A linha de força da montagem do governo Lula, para que realmente seja um governo de ampla coalizão democrática, diante da margem estreita de sua vitória no segundo turno e da envergadura e poder de mobilização da oposição bolsonarista, é a velha política de conciliação. Não se pode inventar uma “nova política” para lidar com a necessidade de defesa da democracia e suas instituições e montar uma equipe ministerial em condições adequadas de governabilidade. O modus operandi será parecido com o do primeiro governo Lula, com a diferença de que a política com os governadores deverá ser ainda mais ampla e a incorporação institucional dos partidos. A força de Lula no Nordeste é a chave para a construção das alianças necessárias.

A velha política de conciliação, para frustração dos novidadeiros, é uma herança do Segundo Império, que se impôs na política nacional historicamente, como uma forma de resistência das forças políticas que controlam o Estado brasileiro, em razão do seu patrimonialismo e clientelismo. Mesmo depois da Proclamação da República, na qual o positivismo se disseminou como ideologia dominante, a conciliação foi a força hegemônica no parlamento brasileiro. Foi assim com o governo Bolsonaro, que evitou um impeachment graças às alianças que fez com o Centrão, e não será muito diferente no governo Lula. Se quiser melhorar a qualidade de sua governabilidade, Lula terá que incorporar também os partidos democráticos que não o apoiaram no primeiro turno, em vez de jogá-los no limbo, como uma oposição moderada, pois serão, inevitavelmente, linha auxiliar do bolsonarismo, com discurso mais corrosivo.

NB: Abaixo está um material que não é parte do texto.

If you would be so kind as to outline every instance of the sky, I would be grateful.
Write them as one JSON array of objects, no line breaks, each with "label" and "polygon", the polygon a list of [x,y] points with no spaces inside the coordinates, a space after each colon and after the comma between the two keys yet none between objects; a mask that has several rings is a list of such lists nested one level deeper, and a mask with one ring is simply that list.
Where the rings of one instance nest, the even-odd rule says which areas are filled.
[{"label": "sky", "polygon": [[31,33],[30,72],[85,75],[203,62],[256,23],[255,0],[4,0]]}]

Um velho político conservador do Império, Honório Hermeto Carneiro Leão (1801-1856), o Marquês de Paraná, é o tataravô dessa criança. A maioria dos políticos de hoje nem ouviu falar dele, mas é um sobrenome que até hoje frequenta o nosso parlamento, como outros representantes do velho patronato brasileiro. Arthur Lira (PP-AL) e Rodrigo Pacheco (PSD-MG), no Senado e na Câmara, que pleiteiam a continuidade no comando das duas casas, são legítimos representantes dessa tradição política, enraizada no Nordeste brasileiro e em Minas Gerais. Obviamente, o presidente eleito Lula poderia confrontá-los, e articular outros nomes para comandar o Congresso, mais seria um erro crasso, o mesmo cometido pela presidente Dilma Rousseff. Se perder, a derrota poderá lhe custar o mandato.

Governadores
Olhar para o passado não custa nada, até porque a serventia da História só existe quando precisamos lidar com ela no presente. Carneiro Leão era um político do Regresso Conservador, que não conseguiu conter a Revolução Farroupilha (Rio Grande do Sul) nem evitar a eclosão da Sabinada (Bahia), da Balaiada (Maranhão) e da Cabanagem (Pará). A consequência foi a antecipação da maioridade de D. Pedro II, um golpe contra a Constituição articulado pelos liberais. Por isso mesmo, não houve imediato retorno à normalidade. Em 1841, o chamado Gabinete da Maioridade foi substituído pelo Gabinete Palaciano, de tendência regressista, que reformou o Código de Processo Criminal e restaurou o Conselho de Estado, símbolo do despotismo monárquico. Em 1º de maio de 1842, a Câmara Legislativa, de maioria liberal, foi dissolvida.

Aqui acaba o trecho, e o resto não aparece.